No. 28157Anonymous 26th September 2022 Monday 9:15 pm28157This thread is now about scraping websites
I didn't want to bump off the last thread so I'm co-opting this one.
I've been looking at making a spreadsheet of most different types of wood. It looks like the guy here has already done that and has a table backing up the search results on his site, but I can't access the table itself - I'm assuming there must be a table because the filter has quite a lot of variables.
>>28157 I've done an enormous amount of this kind of work.
There are basically two ways to scrape a site - the simple way is to grab the HTML using the curl library (it works in just about every language) and then parse it; now that often doesn't work if its a modern site using Javascript rendering - so in those cases, you need to script/control a browser module. Most people do that with WebKit / Safari, but it isn't straightforward, at all.

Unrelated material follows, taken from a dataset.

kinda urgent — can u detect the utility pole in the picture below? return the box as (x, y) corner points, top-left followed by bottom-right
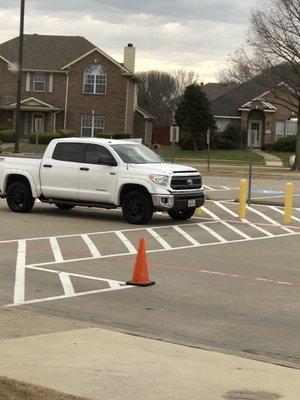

Looking at the HTML on that site, it seems like its a WordPress in disguise. The HTML isn't tagged well, either - in short, it will be challenging to parse, whatever you use; it will take a lot of time to get right, depending on how big that site is, you might be better off spending a day manually cutting/pasting it up.
>>28158 Right, I've messaged the creator asking for the table. Thanks for the advice but if it's going to be messy even after learning something, I reckon I'll just do it manually provided he doesn't get back to me.
In the meantime you can expect my game involving trees to be released within the next 30 or so years.